Dot Moxon's voice was sharp:

“Did you have to wear that cloak?”

He turned to her:

“It was hanging in the business room and I felt cold. And we hold so much in common. Need we exclude the dead?”

Wilfred said:

“Shall we remember the Rule?”

They turned their faces to him like obedient children. He waited until they had again begun to eat. The hands which gripped the sides of the reading desk were steady, the beautiful voice perfectly controlled.

“That so riding at Anchor, and in that calme, whether God enlarge thy voyage, by enlarging thy life, or put thee into the harbour by the breath, by the breathlessness of Death, either way, East or West, thou maist depart in peace….”

IV

It was after eight-thirty before Dalgliesh set out to wheel Henry Carwardine to Julius Court's cottage. The task wasn't easy for a man in the first stages of convalescence. Carwardine, despite his leanness, was surprisingly heavy and the stony path wound uphill. Dalgliesh hadn't liked to suggest using his car since to be hoisted through the narrow door might be more painful and humiliating for his companion than the customary wheelchair. Anstey had been passing through the hall as they left. He had held open the door and helped guide the wheelchair down the ramp, but had made no attempt to assist, nor did he offer the use of the patients' bus. Dalgliesh wondered whether it was his imagination that detected a note of disapproval of the enterprise in Anstey's final goodnight.

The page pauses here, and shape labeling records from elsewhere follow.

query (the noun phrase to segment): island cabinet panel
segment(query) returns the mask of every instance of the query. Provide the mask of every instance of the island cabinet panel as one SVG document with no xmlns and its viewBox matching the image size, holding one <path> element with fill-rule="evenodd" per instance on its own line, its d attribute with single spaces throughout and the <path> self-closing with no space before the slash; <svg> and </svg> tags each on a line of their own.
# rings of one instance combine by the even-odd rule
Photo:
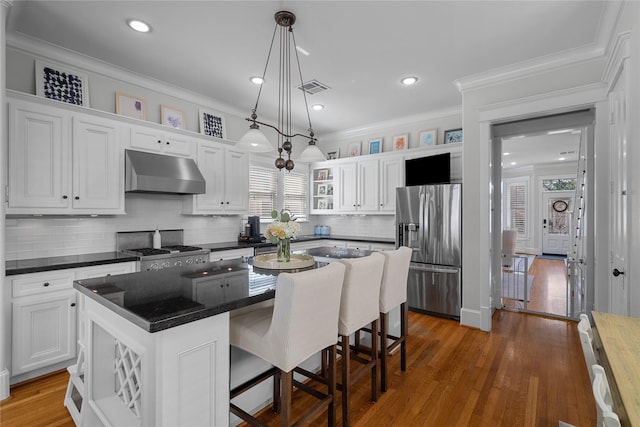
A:
<svg viewBox="0 0 640 427">
<path fill-rule="evenodd" d="M 149 333 L 86 304 L 88 425 L 229 425 L 228 312 Z"/>
</svg>

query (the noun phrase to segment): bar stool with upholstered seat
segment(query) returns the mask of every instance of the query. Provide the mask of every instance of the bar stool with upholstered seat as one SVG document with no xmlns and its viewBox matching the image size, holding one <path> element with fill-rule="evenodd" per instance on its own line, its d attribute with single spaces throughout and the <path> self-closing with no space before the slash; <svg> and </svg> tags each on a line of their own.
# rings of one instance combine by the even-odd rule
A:
<svg viewBox="0 0 640 427">
<path fill-rule="evenodd" d="M 384 260 L 383 255 L 374 252 L 363 258 L 340 261 L 347 267 L 338 322 L 342 354 L 342 382 L 339 388 L 342 391 L 342 425 L 345 427 L 349 425 L 351 384 L 368 371 L 371 372 L 371 400 L 378 399 L 378 340 L 371 340 L 371 354 L 369 359 L 365 359 L 351 351 L 349 336 L 368 325 L 371 325 L 372 336 L 378 335 L 380 283 Z M 355 372 L 351 372 L 351 360 L 362 363 Z"/>
<path fill-rule="evenodd" d="M 310 387 L 293 379 L 293 371 L 318 352 L 328 353 L 326 377 L 295 369 L 308 378 L 327 385 L 327 393 L 312 390 L 320 401 L 309 408 L 298 423 L 306 422 L 327 409 L 328 425 L 336 423 L 336 343 L 338 314 L 345 266 L 331 263 L 326 267 L 300 273 L 280 273 L 273 306 L 243 312 L 230 321 L 231 345 L 252 353 L 274 368 L 231 390 L 231 398 L 251 386 L 274 376 L 273 409 L 281 410 L 281 425 L 291 424 L 292 387 L 310 391 Z M 261 425 L 249 413 L 231 403 L 232 413 L 251 425 Z"/>
<path fill-rule="evenodd" d="M 380 252 L 385 257 L 380 286 L 380 390 L 387 391 L 387 356 L 400 346 L 400 369 L 407 370 L 407 279 L 412 250 L 401 246 Z M 389 312 L 400 306 L 400 336 L 389 334 Z M 388 343 L 387 340 L 391 340 Z M 387 344 L 388 343 L 388 344 Z"/>
</svg>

Neither man spoke for the first part of the journey. Carwardine rested a heavy torch between his knees and tried to steady its beam on the path. The circle of light, reeling and spinning before them with every lurch of the chair, illumined with dazzling clarity a secret circular night world of
greenness, movement and scurrying life. Dalgliesh, a little light-headed with tiredness, felt disassociated from his physical surroundings. The two thick rubber handgrips, slippery to the touch, were loose and twisted irritatingly beneath his hands, seeming to have no relation to the rest of the chair. The path ahead was real only because its stones and crevices jarred the wheels. The night was still and very warm for autumn, the air heavy with the smell of grass and the memory of summer flowers. Low clouds had obscured the stars and they moved forwards in almost total darkness towards the strengthening murmur of the sea and the four oblongs of light which marked Toynton Cottage. When they were close enough for the largest oblong to reveal itself as the rear door of the cottage, Dalgliesh said on impulse:

“I found a rather disagreeable poison pen letter in Father Baddeley's bureau. Obviously someone at Toynton Grange didn't like him. I wondered whether this was personal spite or whether anyone else had received one.”

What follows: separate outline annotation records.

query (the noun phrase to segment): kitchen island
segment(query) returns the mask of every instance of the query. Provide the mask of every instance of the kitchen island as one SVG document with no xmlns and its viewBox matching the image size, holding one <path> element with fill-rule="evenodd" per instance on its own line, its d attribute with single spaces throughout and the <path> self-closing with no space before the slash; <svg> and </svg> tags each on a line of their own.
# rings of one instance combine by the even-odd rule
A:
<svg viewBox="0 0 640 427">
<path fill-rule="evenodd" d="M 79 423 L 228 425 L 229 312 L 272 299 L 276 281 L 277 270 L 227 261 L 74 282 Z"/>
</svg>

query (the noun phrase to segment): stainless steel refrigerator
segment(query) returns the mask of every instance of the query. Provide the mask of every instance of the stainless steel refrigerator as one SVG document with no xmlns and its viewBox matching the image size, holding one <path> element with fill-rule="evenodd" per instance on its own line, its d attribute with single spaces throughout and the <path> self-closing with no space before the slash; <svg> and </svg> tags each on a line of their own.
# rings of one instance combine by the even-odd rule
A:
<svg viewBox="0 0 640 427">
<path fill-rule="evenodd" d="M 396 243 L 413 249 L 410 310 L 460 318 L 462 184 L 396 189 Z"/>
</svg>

Carwardine bent his head upwards. Dalgliesh saw his face intriguingly foreshortened, his sharp nose a spur of bone, the jaw hanging loose as a marionette's below the shapeless void of mouth. He said:

“I had one about ten months ago, placed inside my library book, I haven't had one since, and I don't know of anyone else who has. It's not the kind of thing people talk about, but I think the news would have got around if the trouble had been endemic. Mine was, I suppose, the usual muck. It suggested what methods of somewhat acrobatic sexual self-gratification might be open to me supposing I still had the physical agility to perform them. It took the desire to do so for granted.”

“It was obscene, then, rather than merely offensive?”

“Obscene in the sense of calculated to disgust rather than to deprave or corrupt, yes.”

“Have you any idea who was responsible?”

“It was typed on Toynton Grange paper and on an old Remington machine used chiefly by Grace Willison to send out the quarterly newsletter. She seemed the most likely candidate. It wasn't Ursula Hollis; she didn't arrive until two months later. And aren't these things usually sent by respectable middle-aged spinsters?”

“In this case I doubt it.”

“Oh, well—I defer to your greater experience of obscenity.”